Core CPI has long run hotter than core PCE, but the difference has been much smaller. St. Louis Fed data show that in the five years leading up to the onset of the pandemic, the gap averaged four-tenths of a percentage point. Going back 20 years, the gap averaged three-tenths of a percentage point. Now, it is a full point.

There are two main factors behind the current wedge. Thinking through them should leave investors skeptical of the notion that inflation has been defeated–and that even the significantly hotter CPI is capturing real-world inflation.

First, the PCE weighs healthcare more heavily than the CPI. What is more, the PCE includes expenditures made on behalf of consumers. This means it uses Medicare and Medicaid reimbursement rates set by the government, pulling in artificially low prices that may not reflect what consumers are actually spending. 

Miran puts the problem this way. When people think about inflation, they probably don’t consider Medicare reimbursements to hospitals and instead consider what they experience–from food and gas to haircuts and hotels. If underlying inflation is closer to where CPI is running, declaring victory based on the PCE risks entrenching higher underlying inflation in the economy. Undue attention on costs not experienced by consumers–what the PCE measures by design–thus means the Fed will create more inflation in prices directly experienced by consumers, Miran says.

This isn’t to say that swapping the CPI, which counts expenditures made directly by consumers, is an perfect fix. Here is one example of its own flaws. The CPI calculates health insurance costs based on lagged insurer profitability, and the index showed a 27% decline in the category last year. Yet insurance giant UnitedHealth Group (ticker: UNH) reported a 5.6% increase in revenue per member for 2023. At least in this category, CPI is also understating real-world inflation.

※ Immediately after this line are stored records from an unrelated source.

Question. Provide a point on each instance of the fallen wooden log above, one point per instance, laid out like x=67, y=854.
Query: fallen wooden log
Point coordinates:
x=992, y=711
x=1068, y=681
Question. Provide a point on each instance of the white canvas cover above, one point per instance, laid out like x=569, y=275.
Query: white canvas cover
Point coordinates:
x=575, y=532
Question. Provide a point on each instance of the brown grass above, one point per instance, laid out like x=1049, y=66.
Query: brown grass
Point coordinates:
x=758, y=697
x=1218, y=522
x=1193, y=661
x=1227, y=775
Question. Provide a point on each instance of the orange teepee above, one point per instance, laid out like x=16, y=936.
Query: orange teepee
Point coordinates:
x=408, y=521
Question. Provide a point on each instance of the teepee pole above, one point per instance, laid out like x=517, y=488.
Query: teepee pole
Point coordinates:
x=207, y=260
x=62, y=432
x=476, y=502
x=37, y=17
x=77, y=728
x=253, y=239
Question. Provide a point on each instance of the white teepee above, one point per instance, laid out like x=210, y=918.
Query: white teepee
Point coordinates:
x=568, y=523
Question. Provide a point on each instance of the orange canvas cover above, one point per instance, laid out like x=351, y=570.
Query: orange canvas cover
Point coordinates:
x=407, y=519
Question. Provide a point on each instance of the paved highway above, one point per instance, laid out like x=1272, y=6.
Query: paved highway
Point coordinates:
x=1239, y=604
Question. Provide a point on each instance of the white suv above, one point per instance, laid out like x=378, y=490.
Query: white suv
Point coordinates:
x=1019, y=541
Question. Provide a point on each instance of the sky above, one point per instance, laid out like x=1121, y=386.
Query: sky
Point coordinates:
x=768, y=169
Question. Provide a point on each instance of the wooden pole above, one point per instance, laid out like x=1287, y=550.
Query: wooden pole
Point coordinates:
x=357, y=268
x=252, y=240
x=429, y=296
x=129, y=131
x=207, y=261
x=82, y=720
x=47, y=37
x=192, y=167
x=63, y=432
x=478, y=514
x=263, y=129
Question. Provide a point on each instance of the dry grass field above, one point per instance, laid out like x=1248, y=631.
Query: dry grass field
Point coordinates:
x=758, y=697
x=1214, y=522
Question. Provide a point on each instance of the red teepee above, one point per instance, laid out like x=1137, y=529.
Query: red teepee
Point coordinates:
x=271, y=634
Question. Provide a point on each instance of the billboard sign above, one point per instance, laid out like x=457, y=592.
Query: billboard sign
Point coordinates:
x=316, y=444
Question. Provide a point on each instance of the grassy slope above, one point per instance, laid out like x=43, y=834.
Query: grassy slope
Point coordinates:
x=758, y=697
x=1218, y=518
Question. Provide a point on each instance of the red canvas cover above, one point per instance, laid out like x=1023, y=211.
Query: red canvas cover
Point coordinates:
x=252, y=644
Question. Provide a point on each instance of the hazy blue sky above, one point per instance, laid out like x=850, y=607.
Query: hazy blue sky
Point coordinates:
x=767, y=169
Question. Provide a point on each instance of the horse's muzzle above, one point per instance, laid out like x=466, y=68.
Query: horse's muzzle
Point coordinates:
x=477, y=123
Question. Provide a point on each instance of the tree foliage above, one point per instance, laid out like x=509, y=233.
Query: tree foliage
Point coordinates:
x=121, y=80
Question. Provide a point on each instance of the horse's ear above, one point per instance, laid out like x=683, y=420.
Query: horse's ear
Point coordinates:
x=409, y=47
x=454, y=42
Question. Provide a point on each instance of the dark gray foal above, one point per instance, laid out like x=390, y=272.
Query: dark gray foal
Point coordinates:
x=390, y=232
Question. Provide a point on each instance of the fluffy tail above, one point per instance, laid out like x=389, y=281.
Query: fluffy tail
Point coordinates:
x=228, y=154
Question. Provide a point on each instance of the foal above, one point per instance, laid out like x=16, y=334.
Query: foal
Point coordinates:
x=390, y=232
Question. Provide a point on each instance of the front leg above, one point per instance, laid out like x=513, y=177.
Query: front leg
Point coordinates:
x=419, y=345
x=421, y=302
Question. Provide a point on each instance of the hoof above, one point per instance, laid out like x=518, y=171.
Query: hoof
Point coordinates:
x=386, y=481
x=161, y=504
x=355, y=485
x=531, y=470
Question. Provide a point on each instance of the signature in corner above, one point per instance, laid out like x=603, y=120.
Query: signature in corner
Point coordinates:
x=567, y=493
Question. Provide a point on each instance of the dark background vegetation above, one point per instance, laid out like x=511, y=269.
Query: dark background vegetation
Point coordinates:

Housing is the second reason for the inflation-gauge gap. The CPI weighs housing more heavily than the PCE, with shelter accounting for about 40% of the core index. Some strategists have downplayed relatively high CPI readings based on consensus expectations for rent deflation, but the notion is faulty. 

Enduring Investments founder Michael Ashton says the private data behind falling-rent assumptions are low quality. Costs never improved for landlords and keep getting worse, all while a mismatch remains between available housing stock and where people are moving, he says. Ashton warns that rent inflation will outpace expectations and is more likely to speed up than slow down. 

An updated forecast from real-estate marketplace Zillow (ticker: Z) underlines Ashton’s point. The company now expects U.S. home prices to rise 3.5% this year, up from an earlier forecast of flat prices. The price of shelter as measured by the CPI tends to follow home prices by about a year.

The debate over whether the Fed will ease soon and more than officials say misses the bigger point. The core PCE will easily allow the central bank to justify dovish policy, supporting certain asset classes, such as commodities, in the near term. It may also entrench higher inflation and give way to a new wave.